Encryption in the lifecycle of data (in motion, at rest, in use) is vital to the security of your data.

Data doesn’t live and breathe like the humans who use it, but it does have a similar lifecycle. What’s not similar is that data can travel at nearly 60% of the speed of light through fiber optic cables. Even faster over a WiFi signal. It may be quicker than us, but it’s far more fragile.

Data is created (born), stored, used and shared (lives), and finally archived or deleted (dies). It’s valuable and often sensitive. It must be protected with encryption at every step of its lifecycle. Here’s what you need to know about encryption in the lifecycle of data and where your security measures may fall short.

Three main states

1. Data in Motion: The Internet is the main circulation system for most data. Keeping it from being intercepted or read in transit is the concern. The standard of protection here is to encrypt the channel. Is data itself encrypted? No.

2. Data at Rest: Information is stored in your secure data center. There’s no risk of interception because it’s not in motion. So, is there any need for data encryption? Yes.

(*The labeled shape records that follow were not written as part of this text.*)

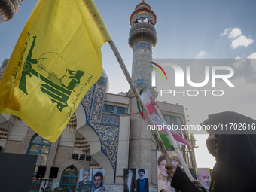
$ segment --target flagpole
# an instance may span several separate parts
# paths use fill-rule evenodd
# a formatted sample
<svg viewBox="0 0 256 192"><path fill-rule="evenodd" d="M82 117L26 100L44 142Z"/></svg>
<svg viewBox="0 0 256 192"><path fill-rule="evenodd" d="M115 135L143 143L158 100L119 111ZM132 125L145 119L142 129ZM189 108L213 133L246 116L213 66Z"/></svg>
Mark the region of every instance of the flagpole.
<svg viewBox="0 0 256 192"><path fill-rule="evenodd" d="M162 115L162 113L160 111L160 109L157 107L157 108L155 107L155 108L157 110L157 114L160 117L160 119L163 121L163 123L166 125L167 123L166 123L166 120L164 120L164 118L163 118L163 117ZM175 150L176 154L177 154L178 159L180 160L180 161L181 163L181 165L182 165L182 166L184 168L184 170L185 171L187 175L190 178L190 179L193 180L194 179L193 176L192 176L190 172L189 171L188 167L187 167L185 161L183 159L183 157L182 157L182 155L181 154L181 151L178 149L178 147L176 141L174 139L171 131L169 130L168 130L168 129L166 129L166 131L167 131L167 133L168 133L168 136L169 136L169 139L171 139L172 146L173 146L174 149Z"/></svg>
<svg viewBox="0 0 256 192"><path fill-rule="evenodd" d="M110 47L111 47L111 49L114 52L114 54L115 55L115 56L116 56L116 58L117 58L117 61L120 64L120 66L121 67L121 69L122 69L122 70L124 73L124 75L126 76L126 78L128 81L128 83L129 83L130 86L131 87L131 89L133 90L133 93L135 93L135 95L136 96L137 100L139 102L139 104L141 105L141 107L143 110L143 112L144 112L144 115L145 116L148 123L154 125L151 117L150 116L145 105L142 102L142 98L141 98L139 93L139 91L138 91L137 88L136 87L136 86L135 86L135 84L133 81L133 79L132 79L132 78L130 77L130 75L128 72L128 70L127 70L126 66L124 65L124 62L123 61L122 57L120 56L120 55L119 53L119 51L117 50L117 47L115 47L114 43L113 42L113 41L109 41L108 44L109 44ZM165 146L164 146L164 145L163 145L163 142L162 142L162 140L161 140L161 139L159 136L158 132L156 131L156 130L153 130L153 133L153 133L154 136L155 136L157 143L158 146L160 147L165 160L166 160L166 163L172 163L170 157L169 157L168 152L167 152L167 151L166 151L166 148L165 148ZM183 157L182 157L182 160L183 160ZM187 175L190 177L190 175L191 175L191 174ZM193 179L192 176L190 177L190 178Z"/></svg>

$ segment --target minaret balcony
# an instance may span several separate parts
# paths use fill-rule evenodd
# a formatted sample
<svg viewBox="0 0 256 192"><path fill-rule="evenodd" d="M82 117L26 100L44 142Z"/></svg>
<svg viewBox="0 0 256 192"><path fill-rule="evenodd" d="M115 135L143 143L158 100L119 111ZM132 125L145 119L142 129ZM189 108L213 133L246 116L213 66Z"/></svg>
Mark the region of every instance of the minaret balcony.
<svg viewBox="0 0 256 192"><path fill-rule="evenodd" d="M129 34L129 45L131 48L139 42L146 42L152 49L157 44L157 31L153 25L147 22L140 22L132 26Z"/></svg>

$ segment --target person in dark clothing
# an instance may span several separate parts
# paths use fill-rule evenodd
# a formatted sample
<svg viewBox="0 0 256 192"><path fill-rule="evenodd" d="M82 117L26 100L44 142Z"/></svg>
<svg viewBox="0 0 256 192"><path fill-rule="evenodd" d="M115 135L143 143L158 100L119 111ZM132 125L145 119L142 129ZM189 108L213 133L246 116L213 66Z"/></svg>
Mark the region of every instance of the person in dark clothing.
<svg viewBox="0 0 256 192"><path fill-rule="evenodd" d="M222 134L219 130L210 132L206 140L209 153L216 157L210 191L255 191L256 121L238 113L223 112L209 115L203 123L221 124L233 131L229 133L232 134ZM242 130L238 129L240 125ZM249 127L254 133L248 132ZM181 192L203 191L203 188L193 184L178 167L171 164L166 164L166 167L172 178L172 187Z"/></svg>
<svg viewBox="0 0 256 192"><path fill-rule="evenodd" d="M138 174L139 178L137 179L137 191L138 192L148 192L148 179L145 177L145 170L139 169Z"/></svg>

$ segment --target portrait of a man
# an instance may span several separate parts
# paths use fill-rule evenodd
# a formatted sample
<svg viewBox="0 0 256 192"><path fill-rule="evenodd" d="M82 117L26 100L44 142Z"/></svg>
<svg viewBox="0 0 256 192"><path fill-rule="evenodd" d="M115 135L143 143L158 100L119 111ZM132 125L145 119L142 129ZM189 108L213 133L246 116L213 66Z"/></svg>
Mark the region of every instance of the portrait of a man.
<svg viewBox="0 0 256 192"><path fill-rule="evenodd" d="M148 189L148 178L145 177L145 170L148 173L148 169L138 169L137 178L137 190L138 192L149 192ZM147 174L148 175L148 173Z"/></svg>
<svg viewBox="0 0 256 192"><path fill-rule="evenodd" d="M176 153L172 151L168 151L169 156L172 164L181 166ZM163 157L161 151L157 151L157 191L162 192L175 192L175 189L171 187L171 181L166 173L166 161Z"/></svg>
<svg viewBox="0 0 256 192"><path fill-rule="evenodd" d="M160 169L160 172L157 175L159 192L162 191L162 190L171 191L171 181L168 176L168 174L166 173L166 161L165 160L163 156L160 155L157 160L157 167Z"/></svg>
<svg viewBox="0 0 256 192"><path fill-rule="evenodd" d="M82 175L82 181L79 181L77 187L78 192L91 192L92 181L90 181L91 170L89 169L80 169Z"/></svg>
<svg viewBox="0 0 256 192"><path fill-rule="evenodd" d="M202 183L203 187L205 187L205 189L209 191L211 183L210 172L209 168L197 168L197 178Z"/></svg>
<svg viewBox="0 0 256 192"><path fill-rule="evenodd" d="M133 172L136 172L136 169L124 169L123 170L123 191L135 192L136 191L136 177Z"/></svg>
<svg viewBox="0 0 256 192"><path fill-rule="evenodd" d="M102 169L95 169L93 172L92 192L103 192L104 172Z"/></svg>

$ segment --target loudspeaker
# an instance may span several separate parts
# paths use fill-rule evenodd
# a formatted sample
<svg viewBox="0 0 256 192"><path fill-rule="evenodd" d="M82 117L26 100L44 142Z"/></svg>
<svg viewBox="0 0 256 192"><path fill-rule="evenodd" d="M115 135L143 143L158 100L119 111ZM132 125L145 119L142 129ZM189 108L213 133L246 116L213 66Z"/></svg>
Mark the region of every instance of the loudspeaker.
<svg viewBox="0 0 256 192"><path fill-rule="evenodd" d="M59 167L50 167L49 178L56 178L58 176Z"/></svg>
<svg viewBox="0 0 256 192"><path fill-rule="evenodd" d="M80 154L79 160L84 160L85 154Z"/></svg>
<svg viewBox="0 0 256 192"><path fill-rule="evenodd" d="M90 161L92 160L92 156L91 155L87 155L85 157L85 160Z"/></svg>
<svg viewBox="0 0 256 192"><path fill-rule="evenodd" d="M78 160L78 156L79 156L78 154L72 154L72 159L73 160Z"/></svg>
<svg viewBox="0 0 256 192"><path fill-rule="evenodd" d="M194 179L197 179L196 170L194 168L189 168L189 171L190 172L192 177Z"/></svg>
<svg viewBox="0 0 256 192"><path fill-rule="evenodd" d="M38 172L36 173L36 178L43 178L45 175L46 166L38 166Z"/></svg>

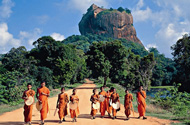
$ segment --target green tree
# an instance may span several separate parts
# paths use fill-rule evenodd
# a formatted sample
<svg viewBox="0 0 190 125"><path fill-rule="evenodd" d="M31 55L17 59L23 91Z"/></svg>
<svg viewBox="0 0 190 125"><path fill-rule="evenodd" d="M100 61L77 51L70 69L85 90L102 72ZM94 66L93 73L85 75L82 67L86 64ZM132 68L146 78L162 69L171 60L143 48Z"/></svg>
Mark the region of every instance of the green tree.
<svg viewBox="0 0 190 125"><path fill-rule="evenodd" d="M172 55L178 67L177 83L181 83L181 91L190 92L190 36L187 34L179 39L171 49L173 50Z"/></svg>
<svg viewBox="0 0 190 125"><path fill-rule="evenodd" d="M176 74L175 62L160 54L156 48L149 48L150 52L154 53L156 65L153 69L151 79L152 86L173 85L173 78Z"/></svg>
<svg viewBox="0 0 190 125"><path fill-rule="evenodd" d="M121 41L94 42L86 55L88 55L87 65L92 70L92 76L95 78L104 77L104 85L106 85L108 77L113 82L118 82L120 76L124 75L123 65L127 50Z"/></svg>

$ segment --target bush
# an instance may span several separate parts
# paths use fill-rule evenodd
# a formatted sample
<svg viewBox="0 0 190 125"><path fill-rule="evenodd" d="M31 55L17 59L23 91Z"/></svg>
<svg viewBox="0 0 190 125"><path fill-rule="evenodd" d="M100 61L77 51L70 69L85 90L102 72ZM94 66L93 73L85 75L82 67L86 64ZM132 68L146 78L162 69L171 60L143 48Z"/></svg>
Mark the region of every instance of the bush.
<svg viewBox="0 0 190 125"><path fill-rule="evenodd" d="M156 104L172 112L177 119L190 122L188 121L190 119L190 94L179 92L178 88L180 85L177 84L166 91L156 93Z"/></svg>

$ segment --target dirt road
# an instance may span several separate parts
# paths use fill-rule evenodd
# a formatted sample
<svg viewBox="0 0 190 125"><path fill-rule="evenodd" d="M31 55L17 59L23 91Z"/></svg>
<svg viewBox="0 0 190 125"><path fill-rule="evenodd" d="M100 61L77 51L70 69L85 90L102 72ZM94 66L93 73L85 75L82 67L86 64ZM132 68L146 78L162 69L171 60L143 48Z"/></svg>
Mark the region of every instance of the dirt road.
<svg viewBox="0 0 190 125"><path fill-rule="evenodd" d="M81 87L95 87L94 84L83 84ZM67 91L68 95L71 95L72 90ZM167 125L170 124L171 120L163 120L158 119L155 117L147 117L147 120L137 119L138 114L135 113L135 117L131 116L131 119L128 121L125 121L126 118L124 115L124 108L123 105L121 105L121 110L117 113L117 119L112 120L111 118L108 118L107 113L106 117L104 119L100 118L100 114L97 114L97 118L95 120L91 120L90 111L91 111L91 102L90 102L90 96L92 95L92 89L78 89L77 95L80 98L79 102L79 109L80 109L80 115L77 118L76 123L71 122L70 115L66 117L66 122L63 122L64 125L123 125L123 124L130 124L130 125ZM49 105L50 105L50 114L48 114L48 117L45 121L46 125L56 125L59 124L59 118L58 114L54 116L54 111L56 107L56 101L57 97L53 97L49 99ZM7 112L0 116L0 125L23 125L23 108L17 109L12 112ZM33 118L32 118L32 124L37 125L40 123L40 113L36 110L35 106L33 109Z"/></svg>

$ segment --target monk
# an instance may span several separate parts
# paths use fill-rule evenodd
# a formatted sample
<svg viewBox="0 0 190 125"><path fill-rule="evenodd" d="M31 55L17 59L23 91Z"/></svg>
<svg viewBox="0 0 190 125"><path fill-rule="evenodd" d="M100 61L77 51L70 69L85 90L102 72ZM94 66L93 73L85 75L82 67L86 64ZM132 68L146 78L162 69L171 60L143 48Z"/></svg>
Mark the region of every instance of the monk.
<svg viewBox="0 0 190 125"><path fill-rule="evenodd" d="M112 103L120 102L119 101L119 94L116 93L115 88L113 89L113 93L111 94L111 101L112 101ZM117 110L112 107L112 115L113 115L112 119L113 120L116 118L116 114L117 114Z"/></svg>
<svg viewBox="0 0 190 125"><path fill-rule="evenodd" d="M34 99L34 95L35 95L35 91L32 90L32 84L28 83L27 84L27 90L24 91L23 95L22 95L22 99L24 99L24 101L28 100L29 96L32 96L32 98ZM33 109L33 104L31 105L24 105L24 122L25 124L29 124L31 125L31 121L32 121L32 109Z"/></svg>
<svg viewBox="0 0 190 125"><path fill-rule="evenodd" d="M110 105L110 99L111 99L111 95L113 93L114 88L111 87L111 89L109 91L107 91L107 112L108 112L108 116L111 117L111 112L112 112L112 106Z"/></svg>
<svg viewBox="0 0 190 125"><path fill-rule="evenodd" d="M133 95L129 93L129 90L125 90L125 100L124 100L124 108L125 108L125 115L127 117L126 120L129 120L129 115L131 114L131 108L133 106L132 101L133 101Z"/></svg>
<svg viewBox="0 0 190 125"><path fill-rule="evenodd" d="M57 99L57 106L56 108L59 109L58 115L59 115L59 123L62 123L62 121L65 121L65 116L68 114L67 111L67 103L69 102L69 98L67 93L65 93L65 88L61 88L61 93L58 95Z"/></svg>
<svg viewBox="0 0 190 125"><path fill-rule="evenodd" d="M103 97L107 98L107 92L104 91L104 87L100 87L101 92L99 95L102 95ZM100 102L100 113L101 113L101 118L104 118L105 112L107 110L107 99L105 99L103 102Z"/></svg>
<svg viewBox="0 0 190 125"><path fill-rule="evenodd" d="M91 108L91 116L92 116L92 119L95 119L95 116L96 116L96 113L98 112L98 109L94 109L93 108L93 103L96 104L96 103L99 103L99 98L100 96L98 95L98 91L96 89L93 89L93 95L91 96L90 98L90 101L92 102L92 108Z"/></svg>
<svg viewBox="0 0 190 125"><path fill-rule="evenodd" d="M73 94L70 96L70 101L72 103L79 103L79 97L76 95L77 90L73 89ZM73 119L72 122L77 122L76 117L78 117L79 115L79 107L77 106L77 108L75 110L70 109L70 114L71 114L71 118Z"/></svg>
<svg viewBox="0 0 190 125"><path fill-rule="evenodd" d="M137 103L138 103L138 112L139 112L139 117L143 117L143 119L147 119L145 117L145 112L146 112L146 92L143 91L143 87L139 87L139 91L137 92Z"/></svg>
<svg viewBox="0 0 190 125"><path fill-rule="evenodd" d="M39 103L42 104L42 109L40 110L41 125L44 125L44 120L45 118L47 118L47 113L49 111L48 97L49 97L50 91L45 85L46 83L42 81L41 87L37 89L37 94L36 94L36 98L38 99Z"/></svg>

3. Data in Use: Information has successfully transited from storage to the user. It’s been loaded on a computer and in the memory of the program using it. The data must be unencrypted for the program to manipulate it. Is it safe at that point? No.

Each of these main states in the lifecycle of data carries some level of risk if the data isn’t protected by encryption.

More protection at each point

Data transmission and transportation generally is viewed as posing less of a security risk than when it’s at rest or in use. These last two states pose a higher level of danger. Here are encryption solution suggestions to shore up each state.

Data in motion

Secure Sockets Layer (SSL) or Transport Layer Security (TLS) are strong cryptographic protocols, but they are not enough. The channel is secure and authenticated. The data remains vulnerable. Encrypting the data itself is the missing piece of security for this state. If your data is sensitive, and especially if you must follow compliance regulations, it should be encrypted before it leaves your control.

Data at rest

A single unauthorized access is the only thing standing between your data and its security. That can happen whether it’s information in your data center or on a password-protected computer.

The only way to reduce the dangerously high level of risk at this state is to encrypt the data itself. Sensitive data rests in many places throughout your organization. It may be off-premises and networked or even in the cloud.

New data poses the highest risk. Prioritize your encryption plans for it. Older or archived data may pose less of a security risk. Look for encryption and tokenization solutions. The combination enhances your level of control. That’s important if you must meet compliance standards that require you not only to encrypt data but also to identify and restrict data access.

Data in use

Protection at this state is crucial because data typically must be decrypted for use. It understandably poses the most challenges to encryption. Cloud computing magnifies those challenges.

The cloud application needs to decrypt data to read, manipulate or alter it. Cloud data protection gateways offer a strong security solution. They act as encryption/decryption points before your data travels to the cloud. Sensitive data never leaves your organization in the clear.

Easy to implement, difficult to manage

Many organizations discover that it’s not difficult to put encryption solutions in place at each main stage of the data lifecycle. The problem is that sensitive data takes many forms and is distributed in hundreds or thousands of devices. Managing encryption keys without obstructing access to users becomes an expensive and time-consuming IT nightmare.

The easiest way to reduce the need for data encryption is not to collect it in the first place. Recapture resources and reduce security threats by auditing your organization’s data collection policies. You may discover that one of your best data safeguards has nothing to do with encryption.